断熱部材2fは、前記断熱部材2a〜2dが起立して出来る四角い開口部に内嵌する大きさに設定されている。
一方、内蓋板6bは前記断熱部材2fと同じ横幅で、長さが若干長い蓋主体600と、その蓋主体600の両横にハーフカットのヒンジ部9g,9gを介して連設した揺動自在な突張り翼片605,605とからなる。この突張り翼片605,605は、内蓋板6bを所定の使用位置に設置した状態で、図4(b)のように側板5a,5cのモール部材12a,12cの下面に自己の頂部が潜り込み、モール部材12a,12cと蓋主体600との間で突っ張り力を発揮する大きさに設定されており、この突張り力によって内蓋板6bの浮き上がりが阻止される。
【0038】
突張り翼片605,605には、高さの途中に外側から切り込んだハーフカットのヒンジ部9hを形成して舌片状の指掛部606が連設されており、両指掛部606,606を内向きに引き寄せることによって突張り翼片605,605がモール部材12a,12cの下から外れるようになっている。指掛部606は、図2〜図4(a)のように突張り翼片605の頂部より上に飛び出る大きさに設定されており、従って突張り翼片605がモール部材12a,12cの下に潜った突っ張り状態にあるとき、指掛部606が前記ヒンジ部9hで折れて前傾し、モール部材12a,12cの下から箱体1の内側に頭を出す。これにより指掛部606が掴みやすくなるから作業性が非常によい。
なお、突張り翼片605の指掛部606は、実施形態の舌片状に限定されず、例えば図13に示したように指掛可能な切欠形態であってもよい。
【0039】
[断熱容器−内カバー]
前記のように断熱容器には内部を覆う柔軟な袋状の内カバー3が設けられている。この内カバー3は、図1に示したように口周りの外面に面状ファスナ21a,21a…を固着し、一方、断熱部材2a,2cのシート202の表面上部にこれと対をなす面状ファスナ2b,2b…を固着し、その面状ファスナ21a,21a…,21b,21b…同士の着け外しによって着脱自在になっている。
【0040】
[断熱容器の組み立て・折り畳み]
断熱容器は以上のような構成であって、組み立て状態では、図2〜図4に示したように4枚の側板5a〜5dが垂直に起立しており、その側板5a〜5dの内側面を断熱部材2a〜2dが覆う。この断熱部材2a〜2dと、底板4の断熱部材2e及び内蓋板6bの断熱部材2fによって箱体1内に断熱空間22が形成されている。前記のように実施形態の箱体1には外蓋板6aが備わっており、内蓋板6bの上に外蓋板6aが被さっている。また、断熱空間22には前記のように内カバー3が設けられており、もし断熱空間22内に液体があっても外部に漏れ出ないようになっている。
【0041】
一方、折り畳み状態では、図5〜図7に示したように水平に倒れたヒンジ板17プラス断熱部材2a,2cの下に揺動構造の側板5b,5dプラス断熱部材2b,2dが重なり、さらにその下に側板5a,5cが折れ曲がり状態で水平に重なって底板4プラス断熱部材2fの上に載っている。また、ヒンジ板17プラス断熱部材2a,2cの上には内蓋板6bが突張り翼片605,605を畳んだ状態で収納され、さらにその上に保冷剤、内カバー3などを載置するスペースを残して外蓋板6aが被さっている。
【0042】
しかして断熱容器を、図5〜図7の折り畳み状態から組み立てる手順について図8〜図11を参照しつつ説明する。
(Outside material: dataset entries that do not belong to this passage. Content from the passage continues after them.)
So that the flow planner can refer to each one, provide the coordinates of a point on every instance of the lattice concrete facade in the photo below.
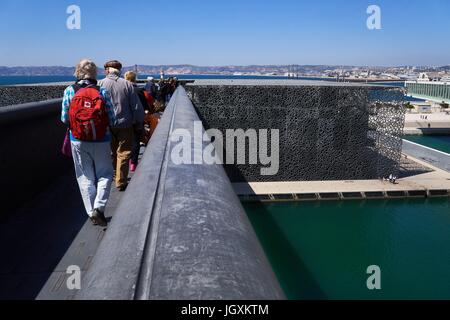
(328, 131)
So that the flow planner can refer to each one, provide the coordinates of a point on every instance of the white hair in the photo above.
(113, 71)
(86, 69)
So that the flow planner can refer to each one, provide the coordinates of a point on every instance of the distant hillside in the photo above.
(198, 70)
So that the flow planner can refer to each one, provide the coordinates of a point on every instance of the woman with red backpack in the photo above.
(88, 110)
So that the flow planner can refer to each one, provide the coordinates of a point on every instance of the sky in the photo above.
(225, 32)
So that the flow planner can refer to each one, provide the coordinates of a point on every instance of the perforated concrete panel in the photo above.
(328, 131)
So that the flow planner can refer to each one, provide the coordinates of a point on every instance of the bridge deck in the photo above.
(44, 237)
(424, 172)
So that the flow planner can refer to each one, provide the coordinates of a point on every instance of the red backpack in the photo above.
(88, 115)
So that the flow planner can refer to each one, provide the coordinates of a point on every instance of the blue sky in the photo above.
(225, 32)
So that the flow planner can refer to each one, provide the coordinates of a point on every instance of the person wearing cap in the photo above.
(129, 119)
(150, 87)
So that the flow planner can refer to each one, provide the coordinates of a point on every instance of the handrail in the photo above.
(179, 232)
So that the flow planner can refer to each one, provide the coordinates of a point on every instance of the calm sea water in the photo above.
(14, 80)
(441, 143)
(321, 250)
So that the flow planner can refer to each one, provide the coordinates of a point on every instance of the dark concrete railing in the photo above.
(179, 232)
(31, 137)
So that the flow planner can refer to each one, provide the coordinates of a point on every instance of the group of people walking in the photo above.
(107, 120)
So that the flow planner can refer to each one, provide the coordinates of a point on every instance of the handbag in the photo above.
(67, 147)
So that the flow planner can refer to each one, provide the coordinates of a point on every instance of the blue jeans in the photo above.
(94, 172)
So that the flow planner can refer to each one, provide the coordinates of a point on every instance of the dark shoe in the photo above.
(98, 218)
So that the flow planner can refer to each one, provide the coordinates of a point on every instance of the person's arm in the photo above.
(69, 93)
(136, 107)
(109, 107)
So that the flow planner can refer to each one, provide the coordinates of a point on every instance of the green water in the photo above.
(441, 143)
(321, 250)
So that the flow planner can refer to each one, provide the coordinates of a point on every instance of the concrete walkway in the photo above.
(433, 181)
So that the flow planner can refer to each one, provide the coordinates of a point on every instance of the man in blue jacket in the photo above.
(129, 119)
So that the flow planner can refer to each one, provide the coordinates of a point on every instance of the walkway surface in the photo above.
(39, 241)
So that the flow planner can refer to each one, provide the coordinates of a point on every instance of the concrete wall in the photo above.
(31, 137)
(179, 232)
(328, 131)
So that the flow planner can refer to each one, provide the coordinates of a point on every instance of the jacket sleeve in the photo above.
(109, 107)
(136, 107)
(67, 98)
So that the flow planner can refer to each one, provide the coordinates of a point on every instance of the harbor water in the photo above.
(321, 250)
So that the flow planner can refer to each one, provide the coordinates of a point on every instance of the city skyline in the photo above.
(232, 33)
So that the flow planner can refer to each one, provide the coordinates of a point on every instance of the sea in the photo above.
(18, 80)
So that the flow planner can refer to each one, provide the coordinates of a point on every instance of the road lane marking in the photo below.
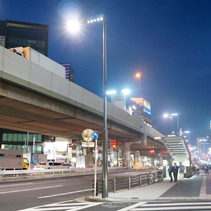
(174, 208)
(16, 184)
(63, 206)
(61, 194)
(132, 206)
(15, 191)
(176, 204)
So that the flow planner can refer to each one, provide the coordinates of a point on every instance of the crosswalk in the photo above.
(140, 206)
(69, 205)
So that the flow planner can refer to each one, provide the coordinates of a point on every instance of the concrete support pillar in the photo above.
(161, 158)
(137, 158)
(153, 161)
(126, 156)
(144, 139)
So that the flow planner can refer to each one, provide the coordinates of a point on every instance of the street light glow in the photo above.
(111, 92)
(95, 20)
(138, 75)
(125, 91)
(165, 115)
(73, 26)
(134, 107)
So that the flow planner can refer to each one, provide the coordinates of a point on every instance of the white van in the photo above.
(50, 165)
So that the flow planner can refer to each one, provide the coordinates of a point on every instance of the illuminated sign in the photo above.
(147, 105)
(137, 100)
(142, 102)
(147, 111)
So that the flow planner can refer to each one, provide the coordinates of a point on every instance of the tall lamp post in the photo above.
(138, 75)
(188, 132)
(176, 114)
(172, 115)
(74, 27)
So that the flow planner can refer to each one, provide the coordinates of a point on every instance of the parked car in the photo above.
(50, 165)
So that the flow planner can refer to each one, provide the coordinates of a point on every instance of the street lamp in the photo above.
(138, 75)
(105, 131)
(75, 24)
(188, 132)
(176, 114)
(172, 115)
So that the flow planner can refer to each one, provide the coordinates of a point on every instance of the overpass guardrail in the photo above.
(122, 183)
(17, 173)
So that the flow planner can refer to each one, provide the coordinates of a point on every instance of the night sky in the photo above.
(168, 41)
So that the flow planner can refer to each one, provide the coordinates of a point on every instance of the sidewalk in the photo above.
(194, 188)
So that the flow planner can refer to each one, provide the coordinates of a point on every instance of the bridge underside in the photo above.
(24, 110)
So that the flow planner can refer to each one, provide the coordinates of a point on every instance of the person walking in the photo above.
(181, 172)
(175, 171)
(170, 172)
(206, 170)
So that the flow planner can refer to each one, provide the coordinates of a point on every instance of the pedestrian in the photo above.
(170, 172)
(181, 172)
(206, 169)
(193, 169)
(175, 171)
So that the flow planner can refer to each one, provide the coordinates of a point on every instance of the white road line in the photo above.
(132, 206)
(84, 207)
(176, 204)
(65, 207)
(61, 194)
(34, 208)
(174, 208)
(16, 184)
(15, 191)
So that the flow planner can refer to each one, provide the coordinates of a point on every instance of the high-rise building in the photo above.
(15, 34)
(69, 72)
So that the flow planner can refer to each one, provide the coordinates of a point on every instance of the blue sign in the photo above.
(147, 111)
(95, 135)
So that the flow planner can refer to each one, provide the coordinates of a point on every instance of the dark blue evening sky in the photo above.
(168, 41)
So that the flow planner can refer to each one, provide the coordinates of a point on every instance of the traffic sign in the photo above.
(95, 135)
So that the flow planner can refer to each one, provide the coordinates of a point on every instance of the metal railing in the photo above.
(38, 172)
(123, 183)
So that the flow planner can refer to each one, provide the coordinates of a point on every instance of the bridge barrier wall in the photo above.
(25, 73)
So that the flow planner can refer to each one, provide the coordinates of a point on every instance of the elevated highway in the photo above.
(34, 99)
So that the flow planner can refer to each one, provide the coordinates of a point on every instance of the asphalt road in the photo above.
(20, 195)
(59, 194)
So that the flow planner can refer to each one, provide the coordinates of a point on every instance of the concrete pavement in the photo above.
(194, 188)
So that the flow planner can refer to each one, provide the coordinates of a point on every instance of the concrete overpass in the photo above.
(34, 99)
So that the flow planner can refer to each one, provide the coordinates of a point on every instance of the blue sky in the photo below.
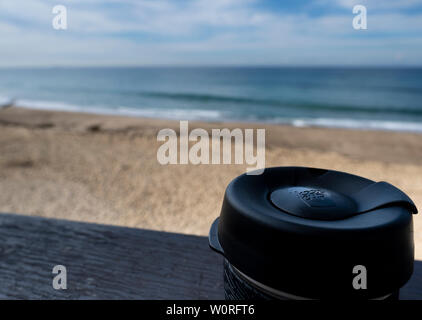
(210, 32)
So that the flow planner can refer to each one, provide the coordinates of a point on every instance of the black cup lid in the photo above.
(302, 230)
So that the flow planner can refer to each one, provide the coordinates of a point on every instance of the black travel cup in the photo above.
(304, 233)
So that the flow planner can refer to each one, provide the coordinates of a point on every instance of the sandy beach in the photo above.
(104, 169)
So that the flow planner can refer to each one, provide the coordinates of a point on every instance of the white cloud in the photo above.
(201, 32)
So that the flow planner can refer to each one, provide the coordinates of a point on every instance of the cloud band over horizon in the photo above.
(210, 32)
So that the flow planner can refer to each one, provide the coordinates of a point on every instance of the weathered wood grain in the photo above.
(104, 262)
(107, 262)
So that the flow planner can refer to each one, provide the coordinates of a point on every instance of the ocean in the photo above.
(362, 98)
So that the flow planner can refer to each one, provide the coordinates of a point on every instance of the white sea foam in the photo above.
(215, 115)
(359, 124)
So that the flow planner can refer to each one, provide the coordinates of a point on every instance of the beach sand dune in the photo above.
(104, 169)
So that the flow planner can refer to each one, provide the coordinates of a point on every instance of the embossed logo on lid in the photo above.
(313, 197)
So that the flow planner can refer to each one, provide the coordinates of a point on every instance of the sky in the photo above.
(210, 32)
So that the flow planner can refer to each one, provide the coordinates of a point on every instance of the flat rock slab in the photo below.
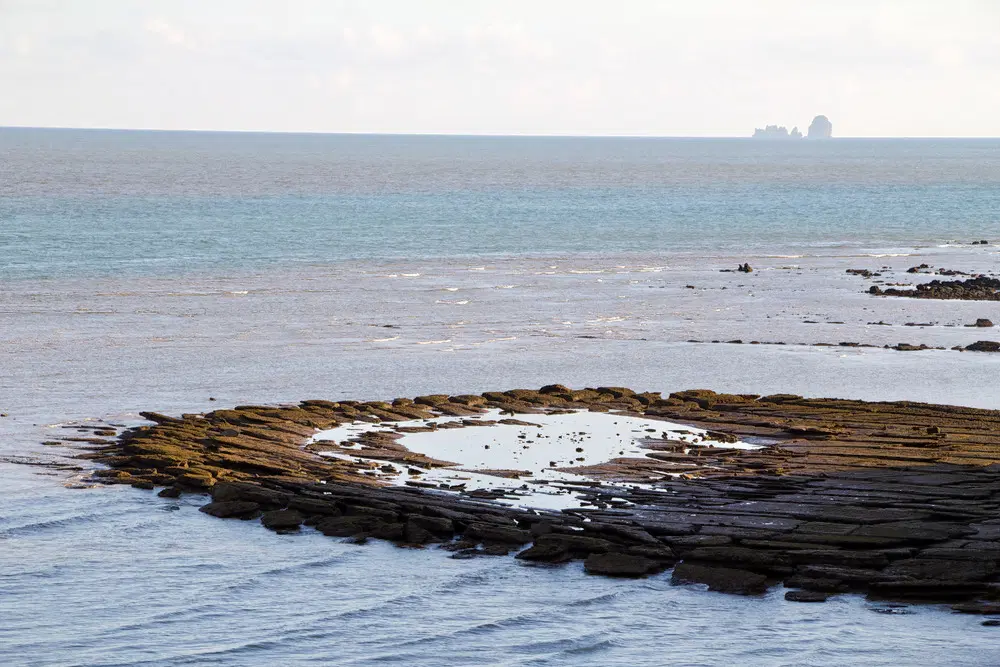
(899, 500)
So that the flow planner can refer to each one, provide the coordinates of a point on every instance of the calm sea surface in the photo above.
(145, 270)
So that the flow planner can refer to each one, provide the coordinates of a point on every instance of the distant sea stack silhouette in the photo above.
(820, 128)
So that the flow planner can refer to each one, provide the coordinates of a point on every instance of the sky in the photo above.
(567, 67)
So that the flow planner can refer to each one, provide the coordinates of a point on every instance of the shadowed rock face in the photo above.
(899, 499)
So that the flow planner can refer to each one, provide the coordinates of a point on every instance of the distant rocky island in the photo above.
(820, 128)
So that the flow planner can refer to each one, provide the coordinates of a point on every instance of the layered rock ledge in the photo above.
(894, 499)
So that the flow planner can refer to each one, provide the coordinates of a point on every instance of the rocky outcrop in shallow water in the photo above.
(898, 500)
(980, 288)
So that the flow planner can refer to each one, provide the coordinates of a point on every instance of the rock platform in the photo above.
(897, 500)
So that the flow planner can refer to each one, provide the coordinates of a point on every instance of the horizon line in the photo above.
(462, 134)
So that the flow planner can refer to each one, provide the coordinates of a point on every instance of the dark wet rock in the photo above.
(806, 596)
(663, 555)
(250, 493)
(494, 533)
(896, 500)
(979, 288)
(721, 579)
(347, 526)
(620, 565)
(577, 545)
(977, 607)
(939, 569)
(231, 509)
(316, 506)
(551, 552)
(436, 526)
(282, 520)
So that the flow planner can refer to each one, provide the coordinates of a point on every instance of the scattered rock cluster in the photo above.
(980, 288)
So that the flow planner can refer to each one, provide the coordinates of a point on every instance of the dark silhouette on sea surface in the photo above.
(820, 128)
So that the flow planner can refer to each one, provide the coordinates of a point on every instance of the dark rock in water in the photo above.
(438, 526)
(577, 545)
(315, 506)
(864, 273)
(231, 509)
(721, 579)
(979, 288)
(977, 607)
(806, 596)
(820, 128)
(243, 491)
(552, 552)
(619, 565)
(494, 533)
(347, 526)
(281, 520)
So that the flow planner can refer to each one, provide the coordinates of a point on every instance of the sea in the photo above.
(188, 271)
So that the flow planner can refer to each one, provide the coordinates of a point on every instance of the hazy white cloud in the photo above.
(713, 67)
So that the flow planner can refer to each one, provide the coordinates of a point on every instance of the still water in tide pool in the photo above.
(155, 270)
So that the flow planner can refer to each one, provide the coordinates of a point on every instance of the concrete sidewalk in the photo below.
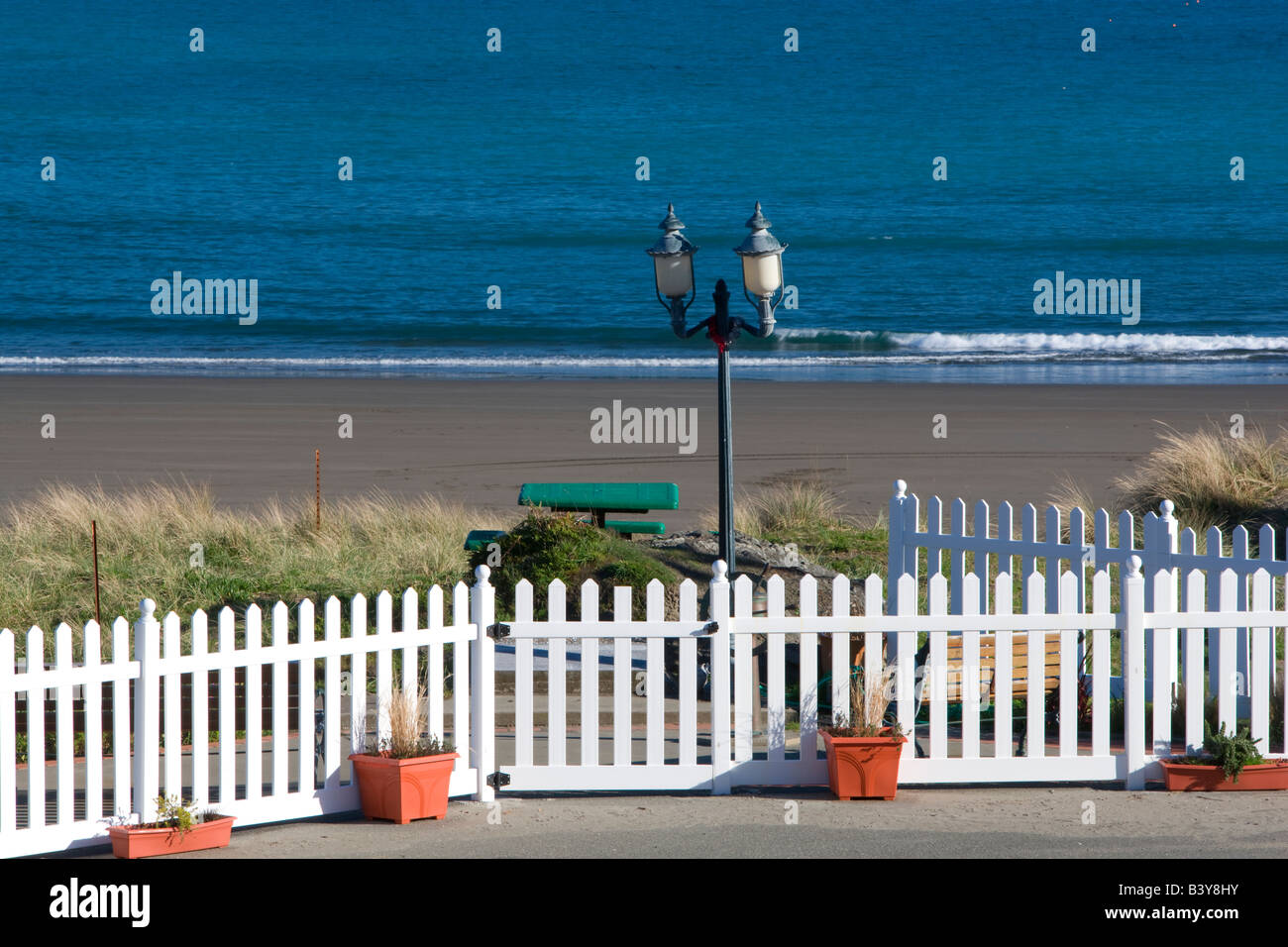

先ず、図8矢示Aのように外蓋板6aを開き、矢示Bのように内蓋板6bを外に取り出す。次に、図8矢示Cと同図二点鎖線のように底板4を引き下げつつ矢示D,Dのように折れ曲がった側板5a,5cを伸ばし、最終的に図8実線のように側板5a,5cを垂直に起立させる。
【0043】
次に、図9矢示E,Eのように揺動構造の側板5b,5dを回動させて断熱部材2b,2dをもう1組の断熱部材2a,2cより先に起立させる。よってこの断熱部材2b,2dを説明の便宜上「先組断熱部材2b,2d」ともいう。
次に、図10矢示F,Gのように断熱部材2a,2cを前記先組断熱部材2b,2dの後に起立位置へと回動させる。よってこの断熱部材2a,2cを説明の便宜上「後組断熱部材2a,2c」ともいう。
後組断熱部材2a,2cが先に起立させた先組断熱部材2b,2dの間を通るとき、後組断熱部材2a,2cの端面(縁カバー203の帯板203a)は、先組断熱部材2b,2dの帯状段部16(縁カバー203の帯板203b)に対し図10墨網部のように交差部分でのみ接触し、先組断熱部材2b,2dの表面(シート202)には擦れないから、極めて軽快に揺動させることが可能であり、また、最終的に後組断熱部材2a,2cの縁カバー203の帯板203aが先組断熱部材2b,2dの左右の帯状段部16(縁カバー203の帯板203b)に強く当接するから、隙間が極小になって優れた断熱性能を発揮する。また、後組断熱部材2a,2cの端面を先組断熱部材2b,2dの帯状段部16に当接させたことにより、後組断熱部材2a,2cが先組断熱部材2b,2dと側板5b,5dのいわゆる「かんぬき」として作用するため、側板5b,5dに外から衝撃が加わっても動じない、つまり箱体1の形態安定性が飛躍的に高まる効果もある。
【0044】
なお、ここまでの作業に際し、図11のように後組断熱部材2a,2cの自由端側を水平より上に持ち上げ、そうして出来た横の三角スペース23から手を差し入れて先組断熱部材2b,2dの回動などを補助すれば作業性が非常によい。
【0045】
次に、断熱容器内に内カバー3を装着し、その中に輸血用の血液や冷凍食品などの収容物と、必要に応じて保冷剤等を入れた後、図10矢示Hのように内蓋板6bを箱体1の開口から入れて断熱部材2a〜2dの上面に被せる。そうすると図3のように内蓋板6bの断熱部材2fが断熱部材2a〜2dの開口部に内嵌し、さらに内蓋板6bの蓋主体600の両端が断熱部材2b,2dの頂部に引っ掛かってその位置に止まる。そうして内蓋板6bの突張り翼片605,605を側板5a,5c側に回動させ、突張り翼片605,605の頂部を図4(b)のようにモール部材12a,12cの下に強制的に押し入れれば、突張り翼片605,605の前記強制力に抵抗する反力が突っ張り力として作用し、その突張り力によって内蓋板6bがしっかりとロックされる。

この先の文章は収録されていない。